RAYMOND YOSHIHIRO AKA / 1915-2006
Linguist boosted relations between U.S. and Japan
Raymond Yoshihiro Aka, who was honored by the Japanese emperor for his work strengthening U.S.-Japanese relations, will be buried Friday at the National Memorial Cemetery of the Pacific at Punchbowl.
Aka was 90 when he died Jan. 5 in Walnut Creek, Calif. The son of Japanese immigrants, Aka was born in Wailuku in 1915 but spent much of his childhood in Okinawa. He graduated from McKinley High School in 1939.
In September 1941, a few months before the Japanese attack on Pearl Harbor, Aka was drafted while he was a student at the University of Hawaii. He served in the Military Intelligence Service during World War II and then as a warrant officer in the Japanese Liaison Office in Gen. Douglas MacArthur's Tokyo headquarters after the war.
After his honorable discharge in 1947, he became a civilian employee of the U.S. Department of the Army during Japan's postwar reconstruction and was involved in the drafting of the Japanese Constitution, civil service, election reform and the establishment of the police reserves.

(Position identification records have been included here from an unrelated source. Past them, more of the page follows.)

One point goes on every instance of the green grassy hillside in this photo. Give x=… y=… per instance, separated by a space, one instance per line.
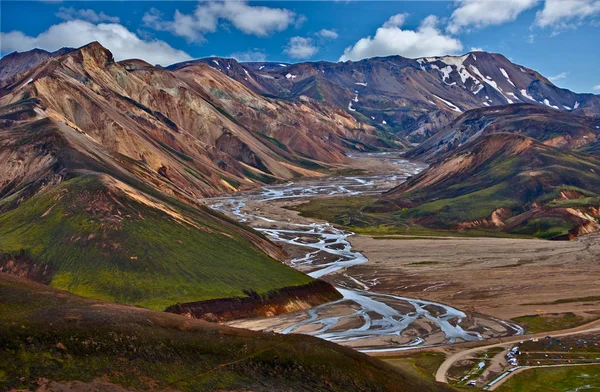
x=97 y=237
x=500 y=184
x=52 y=338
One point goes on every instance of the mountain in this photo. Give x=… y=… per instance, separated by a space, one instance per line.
x=103 y=166
x=204 y=132
x=65 y=342
x=413 y=97
x=552 y=127
x=504 y=182
x=17 y=62
x=494 y=185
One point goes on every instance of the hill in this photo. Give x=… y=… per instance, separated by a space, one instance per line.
x=55 y=341
x=102 y=171
x=552 y=127
x=498 y=184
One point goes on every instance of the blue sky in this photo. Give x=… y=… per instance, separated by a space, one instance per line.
x=559 y=38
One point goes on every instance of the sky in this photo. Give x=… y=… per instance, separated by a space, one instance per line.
x=558 y=38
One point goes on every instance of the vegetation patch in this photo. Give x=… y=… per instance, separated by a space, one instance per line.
x=554 y=379
x=103 y=244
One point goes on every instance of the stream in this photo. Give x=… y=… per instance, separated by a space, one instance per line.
x=363 y=319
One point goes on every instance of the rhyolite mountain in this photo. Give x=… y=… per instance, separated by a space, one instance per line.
x=413 y=97
x=408 y=97
x=64 y=342
x=556 y=128
x=17 y=62
x=504 y=182
x=103 y=164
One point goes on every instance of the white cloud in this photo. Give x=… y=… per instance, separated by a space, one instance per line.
x=482 y=13
x=301 y=48
x=75 y=33
x=254 y=20
x=560 y=13
x=89 y=15
x=327 y=34
x=560 y=76
x=254 y=55
x=391 y=39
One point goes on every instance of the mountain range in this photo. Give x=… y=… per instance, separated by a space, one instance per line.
x=105 y=164
x=409 y=97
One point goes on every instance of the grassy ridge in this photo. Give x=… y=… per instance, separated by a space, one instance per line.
x=49 y=334
x=104 y=244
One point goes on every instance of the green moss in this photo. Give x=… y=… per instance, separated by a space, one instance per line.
x=47 y=334
x=132 y=253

"He had a unique talent," said retired Col. Harry Fukuhara, who became friends with Aka in 1942 at military intelligence language school and now lives in San Jose, Calif.

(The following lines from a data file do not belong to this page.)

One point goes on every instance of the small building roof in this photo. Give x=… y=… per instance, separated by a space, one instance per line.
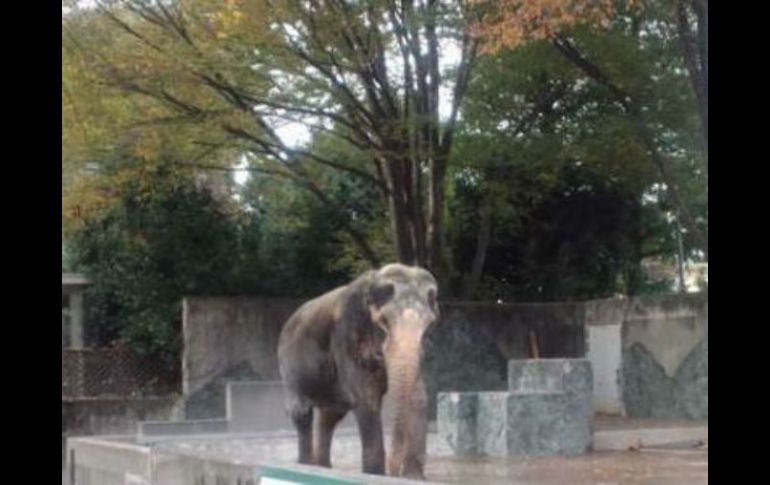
x=69 y=280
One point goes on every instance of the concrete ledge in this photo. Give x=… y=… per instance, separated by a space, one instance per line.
x=170 y=428
x=625 y=439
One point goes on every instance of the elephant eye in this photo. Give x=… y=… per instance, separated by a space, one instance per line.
x=381 y=294
x=432 y=299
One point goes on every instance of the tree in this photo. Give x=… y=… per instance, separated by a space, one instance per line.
x=368 y=73
x=653 y=27
x=147 y=252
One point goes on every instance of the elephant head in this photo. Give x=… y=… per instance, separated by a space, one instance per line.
x=402 y=305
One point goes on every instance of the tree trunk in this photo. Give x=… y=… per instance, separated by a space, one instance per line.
x=482 y=244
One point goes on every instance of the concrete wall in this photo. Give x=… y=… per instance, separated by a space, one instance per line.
x=94 y=416
x=236 y=339
x=649 y=355
x=228 y=339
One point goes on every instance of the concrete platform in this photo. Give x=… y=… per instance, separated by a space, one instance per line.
x=230 y=459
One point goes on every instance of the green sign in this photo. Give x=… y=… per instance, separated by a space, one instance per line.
x=282 y=476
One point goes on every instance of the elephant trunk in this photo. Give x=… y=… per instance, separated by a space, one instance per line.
x=407 y=391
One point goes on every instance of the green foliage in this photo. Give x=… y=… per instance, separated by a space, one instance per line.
x=151 y=249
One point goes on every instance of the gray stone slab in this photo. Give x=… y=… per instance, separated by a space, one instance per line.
x=547 y=411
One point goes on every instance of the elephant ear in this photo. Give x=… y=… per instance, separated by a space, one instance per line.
x=361 y=335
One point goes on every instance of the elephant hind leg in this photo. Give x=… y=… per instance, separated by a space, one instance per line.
x=302 y=417
x=372 y=445
x=326 y=420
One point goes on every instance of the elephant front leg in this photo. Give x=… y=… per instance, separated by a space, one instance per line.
x=302 y=418
x=372 y=443
x=325 y=421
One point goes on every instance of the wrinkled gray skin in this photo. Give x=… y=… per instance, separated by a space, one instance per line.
x=343 y=350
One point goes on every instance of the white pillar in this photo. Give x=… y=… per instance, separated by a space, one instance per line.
x=76 y=319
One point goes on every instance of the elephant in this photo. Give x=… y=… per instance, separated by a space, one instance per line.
x=343 y=350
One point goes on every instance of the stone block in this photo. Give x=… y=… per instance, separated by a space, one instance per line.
x=547 y=411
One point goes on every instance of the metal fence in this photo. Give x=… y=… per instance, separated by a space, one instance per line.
x=114 y=372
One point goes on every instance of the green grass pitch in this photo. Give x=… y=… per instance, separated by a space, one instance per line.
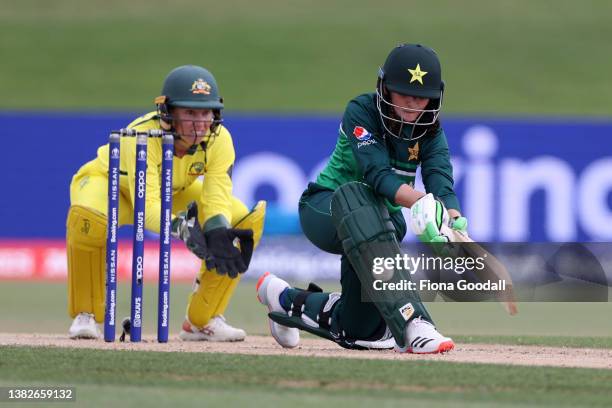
x=499 y=58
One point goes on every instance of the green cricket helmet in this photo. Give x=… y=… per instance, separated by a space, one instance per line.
x=410 y=69
x=190 y=86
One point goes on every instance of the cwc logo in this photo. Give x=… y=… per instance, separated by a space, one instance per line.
x=361 y=133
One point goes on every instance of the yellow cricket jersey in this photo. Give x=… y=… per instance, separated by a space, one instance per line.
x=214 y=163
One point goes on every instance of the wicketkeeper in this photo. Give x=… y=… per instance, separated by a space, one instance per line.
x=354 y=210
x=206 y=216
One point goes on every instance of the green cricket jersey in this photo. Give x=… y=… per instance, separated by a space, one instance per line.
x=363 y=153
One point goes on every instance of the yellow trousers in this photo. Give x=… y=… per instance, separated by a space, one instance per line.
x=86 y=249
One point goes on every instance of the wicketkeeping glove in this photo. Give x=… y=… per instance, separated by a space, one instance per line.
x=226 y=257
x=428 y=216
x=186 y=227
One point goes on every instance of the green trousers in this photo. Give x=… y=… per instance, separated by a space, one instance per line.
x=353 y=317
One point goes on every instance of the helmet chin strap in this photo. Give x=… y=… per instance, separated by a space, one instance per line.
x=192 y=149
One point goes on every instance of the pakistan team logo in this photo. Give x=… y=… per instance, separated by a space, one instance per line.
x=200 y=86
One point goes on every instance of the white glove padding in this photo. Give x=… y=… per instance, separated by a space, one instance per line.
x=429 y=219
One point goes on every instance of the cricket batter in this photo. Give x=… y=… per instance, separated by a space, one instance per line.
x=353 y=209
x=206 y=216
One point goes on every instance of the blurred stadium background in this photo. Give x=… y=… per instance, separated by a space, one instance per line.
x=527 y=115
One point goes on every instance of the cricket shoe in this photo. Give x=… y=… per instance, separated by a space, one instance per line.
x=269 y=288
x=84 y=327
x=217 y=329
x=423 y=338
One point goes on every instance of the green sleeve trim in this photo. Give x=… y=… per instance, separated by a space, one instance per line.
x=216 y=221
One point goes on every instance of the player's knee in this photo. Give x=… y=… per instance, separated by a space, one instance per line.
x=85 y=224
x=358 y=214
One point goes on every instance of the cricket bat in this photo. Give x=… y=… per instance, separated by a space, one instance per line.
x=494 y=269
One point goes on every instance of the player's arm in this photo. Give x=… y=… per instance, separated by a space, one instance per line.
x=216 y=199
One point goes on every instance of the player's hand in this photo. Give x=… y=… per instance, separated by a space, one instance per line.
x=186 y=227
x=429 y=219
x=226 y=257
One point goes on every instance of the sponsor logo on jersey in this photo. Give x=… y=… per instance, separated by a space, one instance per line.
x=361 y=133
x=366 y=143
x=196 y=169
x=413 y=152
x=200 y=86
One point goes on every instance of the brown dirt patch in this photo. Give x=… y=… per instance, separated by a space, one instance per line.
x=262 y=345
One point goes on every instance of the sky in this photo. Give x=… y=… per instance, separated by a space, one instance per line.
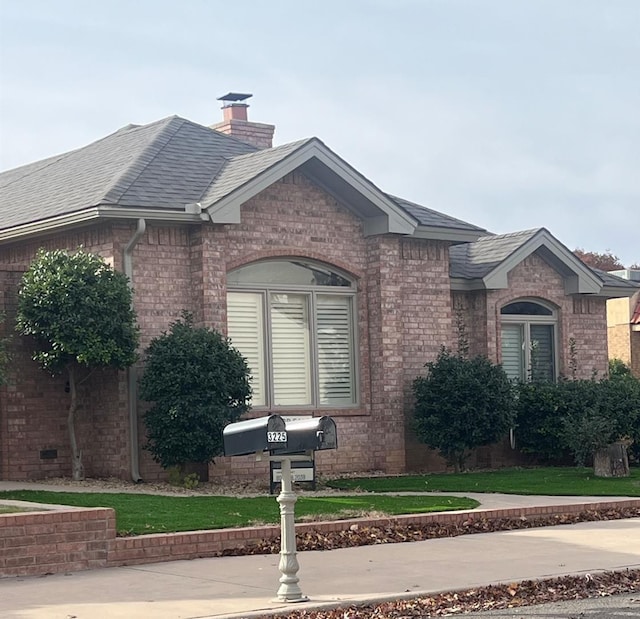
x=509 y=114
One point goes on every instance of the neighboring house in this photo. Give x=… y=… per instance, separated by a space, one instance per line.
x=623 y=324
x=336 y=292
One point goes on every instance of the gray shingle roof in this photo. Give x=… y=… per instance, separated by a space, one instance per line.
x=429 y=217
x=242 y=168
x=162 y=165
x=475 y=260
x=610 y=279
x=165 y=164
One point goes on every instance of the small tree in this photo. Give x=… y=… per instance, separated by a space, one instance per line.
x=462 y=404
x=198 y=384
x=78 y=308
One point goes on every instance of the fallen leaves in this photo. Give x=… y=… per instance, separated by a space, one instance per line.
x=390 y=532
x=495 y=597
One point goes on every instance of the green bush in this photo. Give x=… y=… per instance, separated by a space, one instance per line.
x=617 y=367
x=462 y=404
x=577 y=416
x=198 y=384
x=539 y=430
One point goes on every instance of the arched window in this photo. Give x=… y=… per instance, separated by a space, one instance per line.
x=293 y=320
x=529 y=340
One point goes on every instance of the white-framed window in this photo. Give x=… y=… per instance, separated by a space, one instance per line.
x=293 y=321
x=528 y=330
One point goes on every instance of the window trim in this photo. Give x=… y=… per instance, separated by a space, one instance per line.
x=526 y=320
x=312 y=291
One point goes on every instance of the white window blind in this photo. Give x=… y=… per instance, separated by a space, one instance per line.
x=542 y=353
x=290 y=349
x=335 y=350
x=513 y=358
x=245 y=329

"He was one of the best linguists they had. He did a lot of things behind the scenes. He got to be a sort of an expert and consultant for both sides."
Aka spent the rest of his career at the U.S. Embassy in Tokyo, working with the Japanese Defense Agency. In 1986 the emperor of Japan awarded him a rare honor -- the Order of the Rising Sun, Golden Rays -- for his contributions to U.S.-Japanese friendship.
"He's probably the one person that stands out among Japanese and Americans combined for his dedication," Fukuhara said. "There's a lot of people that did good work. They were there for three or five years, but he stayed there for 40-something years."
Aka retired in 1989 and moved to Walnut Creek. He suffered a stroke in October while playing mah-jongg and never recovered.
He is survived by his wife of 62 years, Shizu; sisters Bernice Hashimoto and Janice Okudara; brothers David, Roy and Roichi Aka; five nephews and four nieces.
A military service will be held at Punchbowl at 10:30 a.m. Friday.